Children being ‘difficult’ at bedtimes is a near-universally shared parental experience.
However, there are things you can do about it.
Why young children don’t want to go to bed
Imagine a scenario where you’re having great fun. Perhaps it’s still daylight, you’re chatting away and maybe watching a bit of TV. Then suddenly, someone comes up and tells you to go to bed. You might not be too happy and there’s no reason to assume that kids feel any different!
Of course, you’re not a child and nobody disputes the fact that children need a healthy amount of sleep and a certain routine around it. However, before thinking about solutions, you’ll need to identify the problem.
In reality, the above example is only one and there may be many reasons your child or children don’t want to go to bed:
- they’re enjoying being up and there is too much else going on – such as older siblings playing, the TV is on etc.;
- the child is simply not tired. Children need very different amounts of sleep from each other and basing your bedtime routine exclusively on the averages shown in books may be an issue;
- they are afraid of being left alone and away from their parents;
- possibly they suffer from bad dreams at times and somehow fear sleep as a result;
- it is simply a way of seeing just how far they can push their embryonic independence levels;
- they have learned that ‘being difficult at bedtime’ is the way things should be – this usually comes from siblings or other children chatting in pre or primary school;
- physically, bedtime is an issue for them. This is rare but it’s possible they may be eating too late or have an allergy that flares up when they go to bed at night.
Diagnosing the causes
There is really no easy way to do this. A lot requires knowing your child and if they’re old enough, being able to discuss why they don’t want to go to bed.
Trying to identify why young children don’t like bedtime in the context of your specific child, is likely to be something that demands a lot of time and patience.
There are a few general diagnostic-type points worth considering:
- does this only happen on certain days of the week? If so, what is the common denominator – a TV show they like? Perhaps it’s the night when your partner has to work late and isn’t there to say goodnight?
- is going to bed more or less of an issue depending upon which partner is taking the turn? Perhaps one is considered a ‘softer touch’ for stories and the like;
- is the duration of the trouble fixed? In other words, if you put them down at 8pm, do the objections always last for say 30 minutes, after which they go to sleep?

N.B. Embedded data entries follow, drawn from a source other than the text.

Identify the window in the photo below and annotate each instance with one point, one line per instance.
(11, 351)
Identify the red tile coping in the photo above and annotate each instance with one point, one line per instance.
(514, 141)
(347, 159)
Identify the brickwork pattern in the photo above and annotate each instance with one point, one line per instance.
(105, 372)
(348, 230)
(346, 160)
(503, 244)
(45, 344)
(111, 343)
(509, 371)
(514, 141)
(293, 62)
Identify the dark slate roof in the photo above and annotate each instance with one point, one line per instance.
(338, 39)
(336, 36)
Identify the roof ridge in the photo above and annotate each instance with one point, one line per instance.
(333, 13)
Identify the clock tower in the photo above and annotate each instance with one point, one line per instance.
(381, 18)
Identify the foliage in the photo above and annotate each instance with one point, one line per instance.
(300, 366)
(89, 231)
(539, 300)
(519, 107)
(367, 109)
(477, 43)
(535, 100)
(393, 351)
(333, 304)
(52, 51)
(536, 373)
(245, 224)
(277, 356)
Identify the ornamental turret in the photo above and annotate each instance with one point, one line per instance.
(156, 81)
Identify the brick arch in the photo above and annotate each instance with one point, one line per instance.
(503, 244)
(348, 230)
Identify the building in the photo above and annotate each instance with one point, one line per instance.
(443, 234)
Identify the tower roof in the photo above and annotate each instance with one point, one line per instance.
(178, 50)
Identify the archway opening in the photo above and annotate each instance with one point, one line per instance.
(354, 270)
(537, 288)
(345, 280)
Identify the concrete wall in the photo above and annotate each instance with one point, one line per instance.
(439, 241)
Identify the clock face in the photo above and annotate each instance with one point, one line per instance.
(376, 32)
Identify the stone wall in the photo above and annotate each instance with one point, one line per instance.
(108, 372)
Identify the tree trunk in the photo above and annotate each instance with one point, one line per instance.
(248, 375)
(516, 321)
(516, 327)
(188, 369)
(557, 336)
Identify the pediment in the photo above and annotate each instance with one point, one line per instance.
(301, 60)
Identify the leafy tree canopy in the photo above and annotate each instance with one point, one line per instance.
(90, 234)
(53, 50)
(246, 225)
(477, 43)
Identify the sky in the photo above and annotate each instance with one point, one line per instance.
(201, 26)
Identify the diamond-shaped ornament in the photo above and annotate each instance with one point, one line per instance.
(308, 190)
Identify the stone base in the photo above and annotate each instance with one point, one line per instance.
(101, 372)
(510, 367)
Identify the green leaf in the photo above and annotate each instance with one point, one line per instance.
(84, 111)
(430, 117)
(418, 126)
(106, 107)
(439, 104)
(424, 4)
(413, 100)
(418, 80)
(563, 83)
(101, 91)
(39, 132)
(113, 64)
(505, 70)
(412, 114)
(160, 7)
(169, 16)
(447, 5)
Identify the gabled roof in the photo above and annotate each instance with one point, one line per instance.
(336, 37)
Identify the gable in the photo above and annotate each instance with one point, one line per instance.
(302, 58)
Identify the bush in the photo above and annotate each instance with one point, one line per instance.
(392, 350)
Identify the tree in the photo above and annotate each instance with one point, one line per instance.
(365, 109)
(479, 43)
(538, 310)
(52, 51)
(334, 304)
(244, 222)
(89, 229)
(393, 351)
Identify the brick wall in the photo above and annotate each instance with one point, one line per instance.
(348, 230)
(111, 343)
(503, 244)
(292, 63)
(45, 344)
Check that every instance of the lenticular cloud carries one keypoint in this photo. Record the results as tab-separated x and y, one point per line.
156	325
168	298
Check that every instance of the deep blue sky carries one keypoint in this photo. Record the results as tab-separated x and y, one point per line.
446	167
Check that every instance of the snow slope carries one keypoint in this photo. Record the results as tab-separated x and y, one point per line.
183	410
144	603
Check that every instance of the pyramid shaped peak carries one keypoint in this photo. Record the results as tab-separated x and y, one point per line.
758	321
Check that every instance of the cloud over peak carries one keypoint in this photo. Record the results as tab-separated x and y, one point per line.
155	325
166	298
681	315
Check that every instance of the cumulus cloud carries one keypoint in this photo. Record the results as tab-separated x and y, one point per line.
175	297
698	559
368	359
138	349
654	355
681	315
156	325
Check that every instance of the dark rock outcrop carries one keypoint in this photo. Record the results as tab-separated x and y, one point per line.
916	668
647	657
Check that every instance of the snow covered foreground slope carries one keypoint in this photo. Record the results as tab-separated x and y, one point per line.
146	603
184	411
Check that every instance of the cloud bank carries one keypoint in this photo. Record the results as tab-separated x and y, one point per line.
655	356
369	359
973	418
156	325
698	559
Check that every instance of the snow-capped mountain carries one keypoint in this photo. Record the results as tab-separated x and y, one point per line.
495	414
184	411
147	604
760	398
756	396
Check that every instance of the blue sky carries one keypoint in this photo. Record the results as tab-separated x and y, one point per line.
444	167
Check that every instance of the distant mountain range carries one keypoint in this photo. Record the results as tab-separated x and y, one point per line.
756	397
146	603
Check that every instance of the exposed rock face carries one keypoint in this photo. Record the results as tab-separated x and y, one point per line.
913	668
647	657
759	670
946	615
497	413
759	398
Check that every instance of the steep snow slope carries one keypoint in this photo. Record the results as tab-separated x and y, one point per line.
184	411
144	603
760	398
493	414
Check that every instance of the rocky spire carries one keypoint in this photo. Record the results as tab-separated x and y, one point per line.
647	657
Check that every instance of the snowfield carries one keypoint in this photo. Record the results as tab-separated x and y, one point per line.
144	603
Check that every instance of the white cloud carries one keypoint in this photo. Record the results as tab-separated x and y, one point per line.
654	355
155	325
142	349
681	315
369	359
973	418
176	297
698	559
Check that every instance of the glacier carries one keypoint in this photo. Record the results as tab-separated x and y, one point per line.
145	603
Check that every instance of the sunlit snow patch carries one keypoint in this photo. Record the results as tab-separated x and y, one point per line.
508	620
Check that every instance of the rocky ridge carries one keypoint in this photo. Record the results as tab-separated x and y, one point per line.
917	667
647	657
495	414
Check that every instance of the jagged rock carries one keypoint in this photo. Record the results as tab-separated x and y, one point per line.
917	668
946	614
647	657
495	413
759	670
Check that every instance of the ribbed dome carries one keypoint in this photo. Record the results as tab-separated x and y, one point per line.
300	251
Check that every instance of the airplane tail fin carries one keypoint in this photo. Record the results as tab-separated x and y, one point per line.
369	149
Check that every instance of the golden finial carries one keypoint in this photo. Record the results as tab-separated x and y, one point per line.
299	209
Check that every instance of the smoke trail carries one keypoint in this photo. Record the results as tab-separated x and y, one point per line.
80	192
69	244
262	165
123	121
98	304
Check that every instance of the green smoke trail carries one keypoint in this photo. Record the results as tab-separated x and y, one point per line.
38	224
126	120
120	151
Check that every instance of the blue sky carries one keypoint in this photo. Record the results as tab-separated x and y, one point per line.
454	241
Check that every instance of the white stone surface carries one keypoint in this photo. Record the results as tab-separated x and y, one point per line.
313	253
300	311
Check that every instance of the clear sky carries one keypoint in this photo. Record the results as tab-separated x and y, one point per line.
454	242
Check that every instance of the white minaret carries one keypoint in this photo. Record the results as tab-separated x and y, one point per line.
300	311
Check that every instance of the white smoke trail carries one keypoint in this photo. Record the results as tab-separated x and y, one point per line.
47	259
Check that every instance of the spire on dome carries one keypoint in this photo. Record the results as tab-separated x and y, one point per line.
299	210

- are they happier if you leave their bedroom door open?
- do they complain at night of bellyaches, feeling sick and so on?
- are their objections related to what time they’re fed – i.e. are they more difficult if they’ve had a later evening meal?
By using these sorts of questions and answers from your own observations, you might be able to home in on what the causes are and what to do about them.
Some generic tips
These are things that might be worth considering:
- put your child in charge of their own bedtime (within reason!). Give them a very limited time range and encourage them to tell you that it is time for their bed – that way it’s their idea, not yours;
- don’t allow your child to eat larger meals close to their bedtime;
- make going to bed a fun and game-like experience. Yes, that involves plenty of stories and calming ones at that;
- avoid trying to make your child go to bed and sleep if they’re just not tired. If they look healthy and fine the following day, be prepared to be a little flexible;
- be similarly flexible around reading in bed. Forbid computers and phones but let them read books to calm them down and to help them to drift off. Going to bed and reading isn’t the same as being put to bed and told to go to sleep;
- if your child is showing physical symptoms regularly at bedtime, that may be psychology at play or it could be a condition related to allergies or similar. Ask a doctor to check sooner rather than later;
- ensure your child gets regular and significant physical exercise every day;
- demand that older siblings cooperate. Music or games sounds from the next-door bedroom are not likely to encourage your younger child to settle down!
Above all, be patient. Young children not liking bedtime is usually a short-lived phase.